Back in July of 2010, Dana Priest and William M. Arkin of The Washington Post did a series of articles on the vastness and vagaries of the Department of Homeland Security. It reported on a colossal structure with 854,000 employees and private contractors. Many of them are living in gated communities isolated from the population they supposedly protect. Most of their work is done in heavily guarded fortress like compounds where technocrats and “operatives” enjoy complete oblivion to the plebian world. The authors quoted then director of national intelligence Admiral Dennis C. Blair responding to criticism:
“Much of what appears to be redundancy is, in fact, providing tailored intelligence for many different customers.”
The admiral never explained what he meant by “customers,” but the word “tailored” is an interesting choice in context. Any casual observer can see that people in the DHS racket neither skimp on their wardrobes nor tend to consort with people who do, except, perhaps, when busting them as posers. As far as “what appears to be redundancy” is concerned, weeks later the admiral added:
“After 9-11, when we decided to attack violent extremism, we did it as we so often do in this country, the attitude was, if it’s worth doing, it’s probably worth overdoing.”
But the question here is “overdoing” what?
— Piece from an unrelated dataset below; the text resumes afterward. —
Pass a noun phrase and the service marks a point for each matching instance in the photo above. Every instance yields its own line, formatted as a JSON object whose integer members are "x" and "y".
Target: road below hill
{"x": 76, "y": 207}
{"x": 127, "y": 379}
It seems to me that dispatching heavily armed spooks into the retail sector for years is violent and extreme. Our nation faced a gradually expanding threat of international intrigue, sabotage, wanton massacre and vilification that finally stunned the world 21 months into a new millennium. It was literally the kind of mission that James Bond was sent on with a license to kill in Ian Fleming’s overblown novels. Now Daniel Craig might break bad at an outlet center somewhere in a scene littered with pumps, lingerie, pants suits and little black dresses. The critics could have no legitimate qualms with the flick’s realism.
J. Edgar Hoover was famously fastidious about dress if not obsessed with it. He wasn’t motivated by sheer vanity. G-men were expected to be physically, academically and morally superior to the general herd. This was no different than liege lords of antiquity that demanded finery in their knights’ attire. The commonality was put into its place by the splendor of the noble entourage. A paramilitary caste with a certain amount of contempt for the masses was deemed a healthy one. Nietzsche refers to this in his essay, “The Lack of Noble Manners “ (or “Presence”in some translations). As European society matured, knightly missions and rulers’ raiment (see Don Quixote, The Emperor’s New Clothes), became the stuff of comic legend.
What could account for policy so ludicrous it would never occur to the creators of “The Keystone Kops,” “Car 54 Where are You?,” “Get Smart” and “SledgeHammer” even if they pooled efforts? The answer isn’t really hard to come by. The fact is that the human race is rife with people who want to believe they are the indispensable ones born to quell an inevitable threat somewhere. These indispensable beings are noble and few but world perils are infinite. Once the government hoses them down, badges ‘em up and provides the ordnance, they are going to find bad guys out there. Mad bombers might be more delectable but scofflaws will supplement in a poor harvest. The best we can do is try like hell not to look too guilty. A steady supply of new laws and regulation provides villainous fresh meat for the saviors of our feeble race.
Secretly they can’t help but question a polity where self-interested slobs like you and I have just as many votes, rights and slick sets of threads as they do. We can only wonder how great the disparity has to become before they notice we don’t.